What are the main challenges facing academic research in CAR-T right now?

CAR-T research is a very competitive field, and it can be difficult for academic centers with budget and staffing constraints to keep pace with commercial companies. We have learned over the years to be focused and streamlined in our research in order to stay competitive. CAR-T research, and in particular clinical translation, is expensive, labor and time intensive work. To support and grow the UCL CAR-T program, we spend a lot of time writing grants, but recognise how the availability of research funding has been adversely impacted by the pandemic and the current economic crisis. This is a big challenge for academic CAR-T research right now.

What impact do you think CAR-T research will have on offering potential treatments for patients?

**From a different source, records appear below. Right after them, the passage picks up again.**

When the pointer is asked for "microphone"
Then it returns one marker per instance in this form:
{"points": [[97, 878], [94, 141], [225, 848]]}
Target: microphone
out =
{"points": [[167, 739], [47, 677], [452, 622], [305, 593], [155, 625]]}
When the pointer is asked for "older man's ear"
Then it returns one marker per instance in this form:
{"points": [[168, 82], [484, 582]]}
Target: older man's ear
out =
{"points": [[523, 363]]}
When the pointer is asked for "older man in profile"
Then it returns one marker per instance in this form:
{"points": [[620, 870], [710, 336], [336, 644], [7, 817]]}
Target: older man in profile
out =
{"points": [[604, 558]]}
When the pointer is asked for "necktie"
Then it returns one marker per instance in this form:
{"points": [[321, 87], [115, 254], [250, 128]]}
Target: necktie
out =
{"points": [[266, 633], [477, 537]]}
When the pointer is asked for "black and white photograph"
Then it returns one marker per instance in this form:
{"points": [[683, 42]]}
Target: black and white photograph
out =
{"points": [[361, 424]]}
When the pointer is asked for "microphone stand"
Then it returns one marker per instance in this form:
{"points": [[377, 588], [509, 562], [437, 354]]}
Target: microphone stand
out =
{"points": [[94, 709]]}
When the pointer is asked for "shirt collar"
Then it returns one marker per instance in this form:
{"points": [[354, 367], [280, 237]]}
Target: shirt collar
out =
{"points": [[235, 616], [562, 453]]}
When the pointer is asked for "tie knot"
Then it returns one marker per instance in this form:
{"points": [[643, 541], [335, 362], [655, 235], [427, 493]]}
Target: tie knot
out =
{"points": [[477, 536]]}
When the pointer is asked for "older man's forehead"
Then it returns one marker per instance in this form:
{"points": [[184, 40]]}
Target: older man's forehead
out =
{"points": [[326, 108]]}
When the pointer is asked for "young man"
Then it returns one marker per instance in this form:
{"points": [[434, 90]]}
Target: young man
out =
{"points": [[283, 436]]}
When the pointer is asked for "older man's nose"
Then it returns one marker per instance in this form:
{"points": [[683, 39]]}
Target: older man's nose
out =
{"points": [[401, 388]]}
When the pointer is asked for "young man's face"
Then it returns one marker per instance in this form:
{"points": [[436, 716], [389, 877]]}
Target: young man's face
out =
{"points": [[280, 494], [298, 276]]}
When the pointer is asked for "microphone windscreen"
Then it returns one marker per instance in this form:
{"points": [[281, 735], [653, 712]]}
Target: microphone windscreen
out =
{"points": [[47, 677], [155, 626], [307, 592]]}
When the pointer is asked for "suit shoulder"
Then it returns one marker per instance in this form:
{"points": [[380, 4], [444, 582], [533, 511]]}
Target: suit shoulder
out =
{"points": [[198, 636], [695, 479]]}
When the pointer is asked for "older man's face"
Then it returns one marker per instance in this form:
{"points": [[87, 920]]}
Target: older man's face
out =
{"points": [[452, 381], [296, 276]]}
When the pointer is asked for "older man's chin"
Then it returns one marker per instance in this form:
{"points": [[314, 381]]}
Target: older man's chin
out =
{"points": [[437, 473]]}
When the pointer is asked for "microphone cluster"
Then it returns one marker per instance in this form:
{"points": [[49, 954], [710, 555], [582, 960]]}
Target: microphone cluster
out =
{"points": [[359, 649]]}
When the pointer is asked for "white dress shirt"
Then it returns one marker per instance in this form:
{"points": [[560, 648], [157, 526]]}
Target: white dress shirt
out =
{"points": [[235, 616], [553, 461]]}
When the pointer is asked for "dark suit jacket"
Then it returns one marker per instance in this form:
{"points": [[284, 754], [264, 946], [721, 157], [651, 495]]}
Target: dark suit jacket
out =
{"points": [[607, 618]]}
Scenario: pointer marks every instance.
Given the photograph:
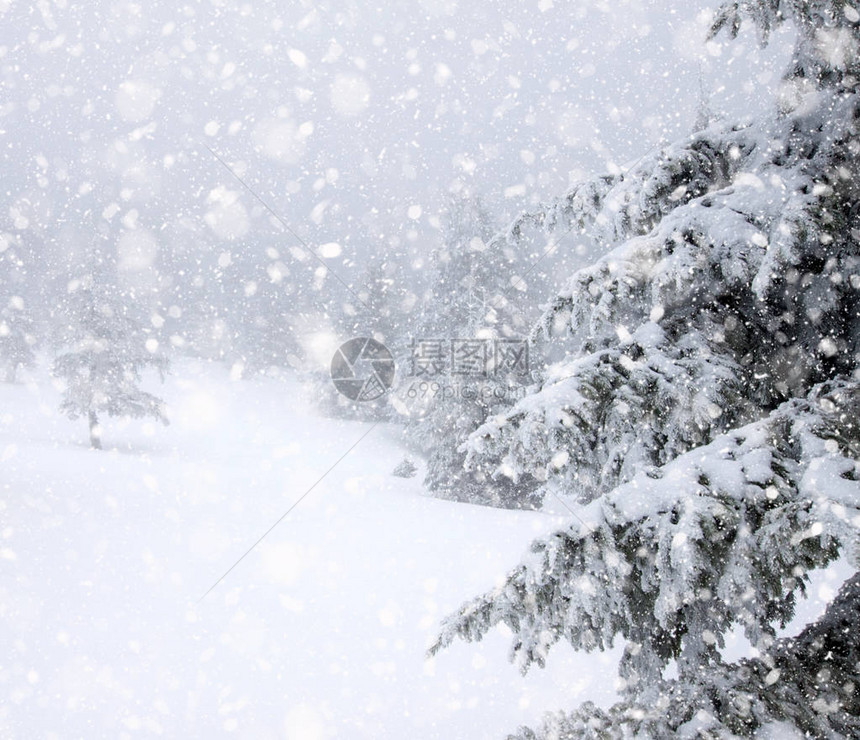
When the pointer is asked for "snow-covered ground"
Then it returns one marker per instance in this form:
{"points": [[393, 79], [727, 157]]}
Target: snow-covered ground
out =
{"points": [[320, 632]]}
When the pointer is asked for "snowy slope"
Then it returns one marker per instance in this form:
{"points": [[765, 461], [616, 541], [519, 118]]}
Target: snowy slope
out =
{"points": [[319, 633]]}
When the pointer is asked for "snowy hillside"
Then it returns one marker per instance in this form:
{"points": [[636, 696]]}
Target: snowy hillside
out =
{"points": [[319, 633]]}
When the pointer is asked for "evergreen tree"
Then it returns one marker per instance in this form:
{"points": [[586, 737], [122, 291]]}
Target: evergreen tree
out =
{"points": [[468, 324], [105, 354], [706, 417], [17, 338]]}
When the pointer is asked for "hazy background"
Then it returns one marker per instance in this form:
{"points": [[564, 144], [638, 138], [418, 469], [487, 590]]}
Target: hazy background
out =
{"points": [[353, 122]]}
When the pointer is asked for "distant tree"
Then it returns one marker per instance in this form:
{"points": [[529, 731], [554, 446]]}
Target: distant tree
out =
{"points": [[466, 320], [17, 338], [704, 421], [105, 354]]}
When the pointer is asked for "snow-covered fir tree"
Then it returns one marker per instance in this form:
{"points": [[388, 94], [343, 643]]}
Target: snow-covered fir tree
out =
{"points": [[468, 357], [104, 354], [704, 422], [17, 338]]}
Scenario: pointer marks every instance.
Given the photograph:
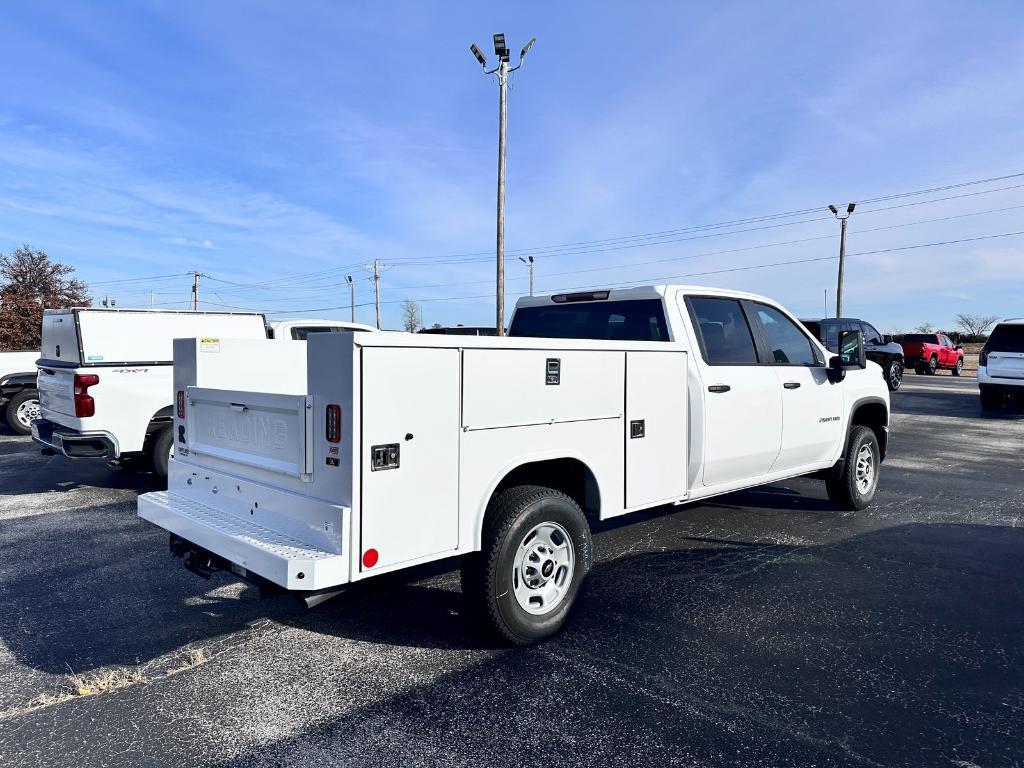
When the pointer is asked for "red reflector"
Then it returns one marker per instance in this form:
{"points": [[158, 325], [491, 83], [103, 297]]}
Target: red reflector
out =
{"points": [[333, 424], [84, 404]]}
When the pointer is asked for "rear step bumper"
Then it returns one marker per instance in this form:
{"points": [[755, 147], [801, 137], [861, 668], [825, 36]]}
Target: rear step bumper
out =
{"points": [[214, 540], [73, 443]]}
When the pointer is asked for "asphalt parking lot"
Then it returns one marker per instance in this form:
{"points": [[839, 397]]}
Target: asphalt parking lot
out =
{"points": [[760, 629]]}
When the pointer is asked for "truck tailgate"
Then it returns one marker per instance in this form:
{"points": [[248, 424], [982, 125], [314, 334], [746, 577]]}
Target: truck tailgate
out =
{"points": [[56, 391], [271, 432]]}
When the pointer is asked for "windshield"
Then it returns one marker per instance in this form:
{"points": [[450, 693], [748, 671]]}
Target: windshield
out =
{"points": [[1007, 338], [614, 321]]}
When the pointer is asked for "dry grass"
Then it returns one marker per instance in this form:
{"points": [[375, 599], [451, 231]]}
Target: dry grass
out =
{"points": [[104, 681]]}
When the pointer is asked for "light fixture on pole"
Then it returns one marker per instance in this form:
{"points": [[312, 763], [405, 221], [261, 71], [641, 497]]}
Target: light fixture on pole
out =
{"points": [[528, 261], [842, 253], [502, 71]]}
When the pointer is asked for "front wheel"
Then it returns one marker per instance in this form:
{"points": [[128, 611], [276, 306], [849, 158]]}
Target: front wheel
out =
{"points": [[22, 409], [534, 562], [894, 376], [854, 486]]}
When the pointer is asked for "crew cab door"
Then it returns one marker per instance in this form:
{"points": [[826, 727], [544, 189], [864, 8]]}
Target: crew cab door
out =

We have already seen how CAR-T research has led directly to life-saving therapies entering the clinic, transforming the clinical landscape for patients. For some blood cancers, patients can even access CAR-T on the NHS. At UCL we are proud of being able to offer CAR-T trial options to patients: it is very rewarding for us to see patients achieving long term responses to therapies we have designed and delivered in house.

What can we expect for CAR-T in the future? Are there any future projects you are involved in that we should look out for?

Clinical studies of UCL CAR-T for solid tumors and universal CAR-T approaches are big priorities for the UCL CAR-T program right now.